| How to obtain a full version of this book | Find out about free shipping offer |
| [Brief table of Contents] [List of all figures] [Next Chapter] | [book index] |
0.1. Foreword, by Jessica Milstead.
Users of information retrieval databases generally have no idea of the complexity of these databases, or of the effort that goes into development of their structure. This is as it should be; the design of the database should not have to be the user.
Once upon a time, in the days when the most sophisticated information retrieval databases were library card catalogs (which many users of this book probably don't remember), the issue of just how much users should be expected to learn in order to satisfy their needs from the database was actually a lively one. Today all that has changed. Willingly or not, designers of information retrieval databases and the access systems that support them have come to recognize that users just want the information they need. The less effort required of the users, the happier they will be, and the more likely they are actually to use the database — and therefore the more likely they are to support its continuation and growth.
There is another side to the question, of course. The effort has to be undertaken somewhere. The easier a given database is to use, the more effort is required behind the scenes to assure that its use will be transparent.
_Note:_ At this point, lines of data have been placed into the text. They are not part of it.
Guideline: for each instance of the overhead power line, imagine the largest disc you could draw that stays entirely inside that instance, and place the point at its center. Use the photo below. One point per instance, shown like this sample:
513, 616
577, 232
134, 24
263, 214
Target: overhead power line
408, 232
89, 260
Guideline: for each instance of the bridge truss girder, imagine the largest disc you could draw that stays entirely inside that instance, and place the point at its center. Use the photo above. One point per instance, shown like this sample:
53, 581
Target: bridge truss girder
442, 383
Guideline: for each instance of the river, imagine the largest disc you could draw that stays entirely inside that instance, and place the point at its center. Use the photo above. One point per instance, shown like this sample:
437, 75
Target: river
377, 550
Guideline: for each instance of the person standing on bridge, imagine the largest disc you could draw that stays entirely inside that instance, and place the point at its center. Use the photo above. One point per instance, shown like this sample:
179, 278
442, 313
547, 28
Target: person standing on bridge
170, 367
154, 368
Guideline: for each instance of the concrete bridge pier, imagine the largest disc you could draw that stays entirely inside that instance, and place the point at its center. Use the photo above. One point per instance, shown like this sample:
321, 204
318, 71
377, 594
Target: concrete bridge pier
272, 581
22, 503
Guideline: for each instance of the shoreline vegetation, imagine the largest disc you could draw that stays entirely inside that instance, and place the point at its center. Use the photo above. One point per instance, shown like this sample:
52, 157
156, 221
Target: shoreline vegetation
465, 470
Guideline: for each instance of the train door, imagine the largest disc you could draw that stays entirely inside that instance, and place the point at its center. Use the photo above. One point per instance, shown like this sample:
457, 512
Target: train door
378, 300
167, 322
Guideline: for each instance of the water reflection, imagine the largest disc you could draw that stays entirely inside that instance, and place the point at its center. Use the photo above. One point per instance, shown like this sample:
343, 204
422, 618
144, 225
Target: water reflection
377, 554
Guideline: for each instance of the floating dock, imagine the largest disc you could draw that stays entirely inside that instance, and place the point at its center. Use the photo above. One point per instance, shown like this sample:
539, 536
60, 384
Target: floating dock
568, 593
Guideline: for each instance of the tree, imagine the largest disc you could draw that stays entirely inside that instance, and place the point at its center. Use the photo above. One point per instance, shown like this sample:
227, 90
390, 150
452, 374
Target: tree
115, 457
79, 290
And the number of decisions to be made and issues to be resolved in the design of an information retrieval database is certainly not obvious to anyone who has not actually undertaken such a task. It's not just a matter of dumping in some text and citations and turning a search engine loose — at least not if the information is valuable and you desire quality results.
Twenty years ago I wrote a small book (Subject Access Systems: Alternatives in Design, published by Academic Press) that discussed some of the major issues in information retrieval database design, but I didn't even try to cover every aspect. Jim Anderson has now undertaken this daunting task, and in the online environment, which barely existed when I wrote my book. We had online databases, but they were hard to use, requiring the skills of trained searchers to exploit them fully.
Prof. Anderson has distilled his decades of experience in teaching and design of information retrieval databases to produce a work that covers every aspect of design. He spent a number of years as the chair of a National Information Standards Organization committee charged with revising the standard for indexes. His experience with that committee has enriched this, his magnum opus.
Sound textbooks for information retrieval database design have been very few, and none have been as comprehensive as this. I particularly enjoyed the practice of defining some examples, and following them as example cases in every chapter. With these example cases it becomes possible to see how the principles discussed in the chapter would be applied in an actual database.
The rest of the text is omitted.